A Broken Arrow fire station has shut down because of mold growing inside the station's walls.
It closed last week and tests are now being run to determine what type of mold is growing, and if it could be hazardous to firefighter's health.
One retired firefighter said it's not the first time mold's been found inside Station 1.
Retired firefighter Aaron Burns spent the majority of his career at the station and believes mold found back then made him and other's sick. Now he's worried about the health of firefighters recently working out of Station 1.
Sandbags still sit outside Broken Arrow's Central fire station, left over from last week's heavy rain that flooded the station.
When crews cleaned up the water, they found mold inside the station's walls.
"It's not a new issue. This is 15 years now," Burns said. "The living conditions were horrible, and guys would complain about it."
News On 6 covered a story back in 2001 where mold was found in Station 1 and firefighters' health complaints ranged from recurring respiratory problems to hair loss.

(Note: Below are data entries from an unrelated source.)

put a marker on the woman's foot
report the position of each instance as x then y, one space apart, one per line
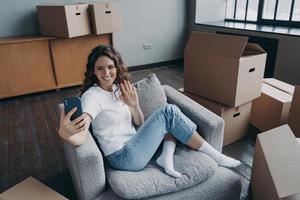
165 160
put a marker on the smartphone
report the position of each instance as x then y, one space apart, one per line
70 103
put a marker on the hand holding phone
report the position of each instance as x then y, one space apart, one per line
70 103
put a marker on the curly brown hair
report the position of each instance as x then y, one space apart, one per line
108 51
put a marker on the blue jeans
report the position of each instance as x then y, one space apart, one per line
138 151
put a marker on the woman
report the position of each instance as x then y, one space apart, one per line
111 104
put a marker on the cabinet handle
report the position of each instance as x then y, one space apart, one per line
252 70
236 114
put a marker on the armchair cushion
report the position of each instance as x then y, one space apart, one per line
194 166
151 94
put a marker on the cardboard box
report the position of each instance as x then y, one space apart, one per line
276 165
105 17
223 68
236 119
31 189
272 108
295 112
64 20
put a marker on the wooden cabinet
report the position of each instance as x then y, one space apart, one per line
70 57
35 64
25 66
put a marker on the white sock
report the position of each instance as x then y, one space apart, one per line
220 158
165 160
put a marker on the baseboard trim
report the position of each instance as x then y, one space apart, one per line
154 65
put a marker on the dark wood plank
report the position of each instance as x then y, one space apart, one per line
235 151
4 179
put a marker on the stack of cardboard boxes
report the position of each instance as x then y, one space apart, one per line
224 74
272 108
75 20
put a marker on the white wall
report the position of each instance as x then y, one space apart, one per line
210 10
287 64
162 23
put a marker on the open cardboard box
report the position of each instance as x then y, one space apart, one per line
294 118
31 189
224 68
272 108
276 165
105 17
236 119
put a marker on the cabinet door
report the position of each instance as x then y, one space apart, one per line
70 57
25 68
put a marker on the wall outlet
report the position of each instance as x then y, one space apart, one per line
147 46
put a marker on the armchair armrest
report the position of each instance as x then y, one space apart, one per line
209 125
87 168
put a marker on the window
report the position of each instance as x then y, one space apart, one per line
264 12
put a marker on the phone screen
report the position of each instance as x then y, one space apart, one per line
70 103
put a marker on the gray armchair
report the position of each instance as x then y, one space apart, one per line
93 179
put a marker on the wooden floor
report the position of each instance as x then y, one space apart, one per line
29 144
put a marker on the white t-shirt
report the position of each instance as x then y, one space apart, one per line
111 118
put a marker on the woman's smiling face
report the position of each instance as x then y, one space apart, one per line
106 72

"We expect smoke, and chemicals and other hazardous materials when we go out to a fire, but we don't expect to live in a hazardous material place," he said.
Burns said back then, firefighters had bloody noses and other health problems, they felt was caused by mold. Burns said they were told the mold was gone after an in-ground ventilation system was filled with cement.

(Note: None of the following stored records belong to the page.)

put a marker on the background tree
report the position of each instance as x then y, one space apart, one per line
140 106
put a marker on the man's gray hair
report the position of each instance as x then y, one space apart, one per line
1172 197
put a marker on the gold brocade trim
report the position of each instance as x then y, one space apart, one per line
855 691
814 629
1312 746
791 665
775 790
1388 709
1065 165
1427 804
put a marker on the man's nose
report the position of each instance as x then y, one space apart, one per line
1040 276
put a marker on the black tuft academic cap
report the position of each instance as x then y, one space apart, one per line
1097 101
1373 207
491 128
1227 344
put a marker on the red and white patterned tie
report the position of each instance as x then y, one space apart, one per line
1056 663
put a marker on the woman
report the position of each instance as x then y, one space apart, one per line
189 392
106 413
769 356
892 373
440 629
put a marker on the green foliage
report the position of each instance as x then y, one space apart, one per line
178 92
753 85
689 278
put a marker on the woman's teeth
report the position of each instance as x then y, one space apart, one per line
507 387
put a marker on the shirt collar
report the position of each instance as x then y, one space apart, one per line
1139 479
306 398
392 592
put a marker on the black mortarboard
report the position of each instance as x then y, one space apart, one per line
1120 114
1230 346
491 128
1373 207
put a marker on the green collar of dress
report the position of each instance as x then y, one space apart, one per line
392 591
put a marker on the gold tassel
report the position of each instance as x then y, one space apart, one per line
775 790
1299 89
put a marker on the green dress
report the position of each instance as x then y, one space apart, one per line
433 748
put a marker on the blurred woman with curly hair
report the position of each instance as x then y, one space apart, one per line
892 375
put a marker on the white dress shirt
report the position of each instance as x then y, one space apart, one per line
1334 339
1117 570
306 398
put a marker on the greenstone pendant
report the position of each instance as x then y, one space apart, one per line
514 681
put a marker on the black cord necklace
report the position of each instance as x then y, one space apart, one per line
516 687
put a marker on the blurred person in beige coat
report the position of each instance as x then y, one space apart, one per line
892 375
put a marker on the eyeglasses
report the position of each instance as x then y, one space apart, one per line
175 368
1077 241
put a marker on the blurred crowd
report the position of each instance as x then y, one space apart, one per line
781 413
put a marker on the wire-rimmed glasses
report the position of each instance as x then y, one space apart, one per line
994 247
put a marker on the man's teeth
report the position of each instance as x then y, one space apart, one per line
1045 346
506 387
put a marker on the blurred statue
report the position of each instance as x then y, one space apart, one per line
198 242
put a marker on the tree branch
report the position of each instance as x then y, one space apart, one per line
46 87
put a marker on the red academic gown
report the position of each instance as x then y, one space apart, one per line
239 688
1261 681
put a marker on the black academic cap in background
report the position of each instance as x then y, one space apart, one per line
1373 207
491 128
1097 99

"Even when they did what they did, the firefighters and union weren't satisfied, but it was like, 'Ok, if you aren't happy with what they did we will send you to a different station," Burns said.

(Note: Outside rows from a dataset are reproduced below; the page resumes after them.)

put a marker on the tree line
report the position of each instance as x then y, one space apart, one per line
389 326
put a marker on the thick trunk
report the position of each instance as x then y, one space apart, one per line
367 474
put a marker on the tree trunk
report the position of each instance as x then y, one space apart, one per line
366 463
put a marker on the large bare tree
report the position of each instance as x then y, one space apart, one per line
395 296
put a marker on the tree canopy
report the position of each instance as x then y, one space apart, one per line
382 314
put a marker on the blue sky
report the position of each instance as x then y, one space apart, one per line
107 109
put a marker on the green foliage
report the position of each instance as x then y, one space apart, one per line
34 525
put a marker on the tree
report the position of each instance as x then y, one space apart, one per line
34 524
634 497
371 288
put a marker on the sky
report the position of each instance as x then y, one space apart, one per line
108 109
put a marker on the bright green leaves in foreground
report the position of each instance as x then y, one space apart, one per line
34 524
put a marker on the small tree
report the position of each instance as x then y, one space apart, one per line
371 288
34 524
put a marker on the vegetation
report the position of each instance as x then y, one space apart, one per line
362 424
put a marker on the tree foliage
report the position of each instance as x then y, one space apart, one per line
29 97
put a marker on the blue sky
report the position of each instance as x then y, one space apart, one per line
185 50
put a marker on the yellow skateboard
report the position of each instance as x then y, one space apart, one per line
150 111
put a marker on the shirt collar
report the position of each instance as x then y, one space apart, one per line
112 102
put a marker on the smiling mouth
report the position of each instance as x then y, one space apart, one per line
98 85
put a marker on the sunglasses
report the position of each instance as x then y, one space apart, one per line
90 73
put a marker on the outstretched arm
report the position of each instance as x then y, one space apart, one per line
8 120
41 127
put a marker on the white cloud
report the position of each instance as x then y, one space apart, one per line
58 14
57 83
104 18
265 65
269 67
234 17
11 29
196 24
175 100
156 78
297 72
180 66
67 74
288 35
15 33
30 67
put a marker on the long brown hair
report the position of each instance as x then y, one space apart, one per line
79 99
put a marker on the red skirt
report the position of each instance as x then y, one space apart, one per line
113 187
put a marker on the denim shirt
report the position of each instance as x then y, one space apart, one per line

More than a decade later the mold is back and Burns fears it never really left.
"You live a third of your life there and some guys 35 years, so they spent 12 years in this condition," he said.
Broken Arrow's new fire chief, Jeremy Moore, said he is aware of the on-going mold issues but isn't exactly sure what was done to rid the station of the mold in the past. However, he won't let firefighters return until it's gone.
"Our highest level of concern is for the health of our firefighters. We are going to do everything we can, and we won't put them back in the station before we confirm it's a healthy environment inside station one," he said.
Moore said there will be a delay in response time because of Station 1 being closed. Typically, about five to six people work out of the station. Firefighters said, in the past, there were as many as 16 working at the Central Fire Station.
Moore said he isn't sure when test results will be back, but he's working with the city's Risk Management Department to figure out what needs to be done to prevent future flooding at the station if, and when, it's re-opened.
When mold was discovered in 2001, the City of Broken Arrow hired Jeff Jenkins to test its Central Fire Station.
After the study was completed back then, the city stated that there was no immediate danger to firefighters and emphasized no evacuation of the facility was necessary. However, firefighters took their own samples and had them tested at the University of Tulsa by Dr. Estelle Levetin.
At the time she said, "The samples I looked at that the firefighters brought in, did show Stachybotrys or 'black mold' in two areas. From the type of sample it was just what we call a surface sample or tape sample, I have no idea of the degree of contamination, only its presence."
According to the 2001 report from the University of Tulsa, Stachybotrys was at Broken Arrow's Central Station, in two stairwells at opposite ends of the building. Stachybotrys is a toxic mold that doctors say can cause everything from headaches to cancer.
Despite the results of the University of Tulsa study in 2001, city officials denied the request to move firefighters and also denied their request for further sampling.